Morrissey
Cuando Morrissey editó You Are the Quarry, su brillante regreso después de una larga temporada en el ostracismo, los críticos comenzaron a llenar páginas y páginas hablando de la "vuelta a la vida" de uno de los mejores cantantes británicos de la década del 80 a esta parte. A eso le seguiría Live at Earls Court, un caliente registro en vivo de la gira de aquel gran disco de 2004 con que el bueno de Moz se reencontraba con sus viejos acólitos alrededor del mundo. Demasiadas emociones para casi doce meses de ruta. Acto seguido, este inglés cabrón e inquieto de 47 años dejó su hogar en Los Angeles y se mudó a Roma, lugar que adoptó como fuente de inspiración –justamente por ser "totalmente opuesto" a la ciudad de las autopistas, los excesos y las chicas siliconadas– para grabar Ringleader of the Tormentors.
Y cuando todos esperaban la coda resacosa de You Are the Quarry, Morrissey decidió redoblar la apuesta y convocar al productor Tony Visconti (T-Rex, David Bowie) y al mismísimo Ennio Morricone, tal vez pensando en que las célebres orquestaciones cinematográficas del italiano podrían aportarle a su música una textura dramática que, si bien ya convive en sus canciones desde la época de los Smiths, podría alcanzar paisajes épicos desde donde él emergería como un verdadero emperador romano. Y justamente allí donde muchos artistas sucumben por embarcarse en producciones pretenciosas y carentes de efecto, es donde Morrissey triunfa. Porque al escuchar su nueva producción uno se percata rápidamente de que no existen indicios que nos lleven a pensar que algo en su música haya cambiado, pero al mismo tiempo nada suena a clisé aggiornado. Todo está en su lugar. Su sempiterna voz nasal está intacta, su pluma sigue desgranando las mismas historias de sexo y amor hipócrita, su flemática petulancia permanece inamovible y su inconfundible devoción por el drama mundano aún es su principal motor de búsqueda.
Pero ¿en qué se parece el refinado señor maduro que toca el violín en la portada de Ringleader of the Tormentors (una parodia de las ediciones negras de los discos de Toscanini) a un gay asceta, pendenciero, brillante, egoísta, soberbio y aficionado a la autoflagelación psíquica? En que ambos son la misma persona.
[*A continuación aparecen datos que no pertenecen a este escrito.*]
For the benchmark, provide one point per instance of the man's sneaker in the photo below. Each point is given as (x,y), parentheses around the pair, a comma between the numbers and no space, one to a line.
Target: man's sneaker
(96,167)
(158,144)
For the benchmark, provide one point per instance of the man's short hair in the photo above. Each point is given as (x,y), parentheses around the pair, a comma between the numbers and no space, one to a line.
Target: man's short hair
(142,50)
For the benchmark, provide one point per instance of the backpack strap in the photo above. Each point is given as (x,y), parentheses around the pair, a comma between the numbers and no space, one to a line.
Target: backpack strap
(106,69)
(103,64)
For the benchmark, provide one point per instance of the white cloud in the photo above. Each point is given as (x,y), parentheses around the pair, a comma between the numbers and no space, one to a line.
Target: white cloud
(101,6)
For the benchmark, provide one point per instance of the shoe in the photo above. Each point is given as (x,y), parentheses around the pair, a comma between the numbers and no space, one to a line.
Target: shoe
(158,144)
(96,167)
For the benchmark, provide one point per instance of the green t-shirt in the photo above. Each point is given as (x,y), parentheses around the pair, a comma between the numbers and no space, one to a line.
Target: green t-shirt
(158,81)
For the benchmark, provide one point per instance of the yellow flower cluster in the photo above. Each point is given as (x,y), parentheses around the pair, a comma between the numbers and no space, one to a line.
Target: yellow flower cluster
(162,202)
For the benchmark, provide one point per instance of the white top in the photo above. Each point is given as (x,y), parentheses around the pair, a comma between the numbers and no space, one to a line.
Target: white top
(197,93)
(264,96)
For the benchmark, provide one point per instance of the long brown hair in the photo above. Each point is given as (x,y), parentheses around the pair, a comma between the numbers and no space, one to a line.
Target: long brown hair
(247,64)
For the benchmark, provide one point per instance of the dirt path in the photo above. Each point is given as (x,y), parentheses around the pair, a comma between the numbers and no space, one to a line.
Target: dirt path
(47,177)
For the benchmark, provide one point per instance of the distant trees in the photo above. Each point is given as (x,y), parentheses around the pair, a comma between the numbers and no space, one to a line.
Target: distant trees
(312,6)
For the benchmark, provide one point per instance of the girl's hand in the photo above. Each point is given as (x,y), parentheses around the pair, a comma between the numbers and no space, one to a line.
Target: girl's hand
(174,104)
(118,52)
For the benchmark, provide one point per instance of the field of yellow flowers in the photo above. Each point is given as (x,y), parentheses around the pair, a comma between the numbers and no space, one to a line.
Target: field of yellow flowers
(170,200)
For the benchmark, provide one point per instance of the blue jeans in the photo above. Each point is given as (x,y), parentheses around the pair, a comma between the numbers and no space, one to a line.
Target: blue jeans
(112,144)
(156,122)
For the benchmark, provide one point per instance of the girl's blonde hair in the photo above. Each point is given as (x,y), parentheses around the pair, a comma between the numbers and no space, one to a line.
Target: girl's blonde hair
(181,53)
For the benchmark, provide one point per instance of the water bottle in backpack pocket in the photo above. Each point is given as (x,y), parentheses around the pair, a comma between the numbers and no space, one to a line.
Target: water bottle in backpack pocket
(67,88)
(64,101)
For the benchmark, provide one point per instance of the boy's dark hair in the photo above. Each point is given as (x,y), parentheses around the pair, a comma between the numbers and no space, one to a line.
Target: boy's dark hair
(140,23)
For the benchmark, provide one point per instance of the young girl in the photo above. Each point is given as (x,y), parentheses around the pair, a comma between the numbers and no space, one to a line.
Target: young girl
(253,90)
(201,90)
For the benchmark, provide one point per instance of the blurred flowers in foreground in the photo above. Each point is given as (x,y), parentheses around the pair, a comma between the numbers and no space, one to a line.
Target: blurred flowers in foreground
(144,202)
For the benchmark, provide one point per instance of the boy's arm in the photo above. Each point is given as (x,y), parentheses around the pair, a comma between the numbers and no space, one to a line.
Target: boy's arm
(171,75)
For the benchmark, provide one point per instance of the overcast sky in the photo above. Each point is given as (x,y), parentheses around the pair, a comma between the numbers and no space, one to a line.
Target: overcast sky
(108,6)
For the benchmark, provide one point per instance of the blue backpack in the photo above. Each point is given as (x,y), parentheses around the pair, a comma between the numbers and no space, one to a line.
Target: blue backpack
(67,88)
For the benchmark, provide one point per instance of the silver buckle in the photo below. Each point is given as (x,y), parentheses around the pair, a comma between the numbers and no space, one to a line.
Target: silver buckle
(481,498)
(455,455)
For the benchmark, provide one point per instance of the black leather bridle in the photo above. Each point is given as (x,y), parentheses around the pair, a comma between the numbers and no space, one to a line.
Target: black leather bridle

Porque en Stephen Patrick Morrissey conviven cientos de personajes que intercambian roles de acuerdo con sus diversos estados de ánimo. Y ahí está el amante melancólico que sufre en "To Me You Are a Work of Art" ("te daría mi corazón/ si tuviera uno"), el hijo psicópata que asesina a su padre para redimirse en "The Father Who Must Be Killed", el mayor de los herejes haciendo las paces con Dios en "Dear God, Please Help Me" y el noble narcisista que se descubre enamorado de una nueva cultura en "You Have Killed Me" (¿alguien hubiera imaginado años atrás los nombres de Luchino Visconti, Pier Paolo Pasolini y Anna Magnani en un mismo tema?).
La mirada orquestal de Ennio Morricone le permite hacerse cargo del rol protagónico en una ópera pop de dientes apretados que se electrifica equilibradamente gracias al trabajo del guitarrista Jesse Tobias, autor de gran parte de la música del disco y responsable de la crudeza rockera que se desprende de temazos como "I Just Want to See the Boy Happy" y "I Will See You in Far Off Places".
En su octavo disco como solista, el bocón nos ataca de nuevo y regresa para ofrecer una vez más su vulnerabilidad, su optimismo, su paranoia, su elegancia, su sensibilidad y su genio maldito, y factura uno de los mejores trabajos de su carrera, sin dejar en ningún momento su pose de crooner atormentado que se siente juez y parte de un mundo que se alimenta de mentiras.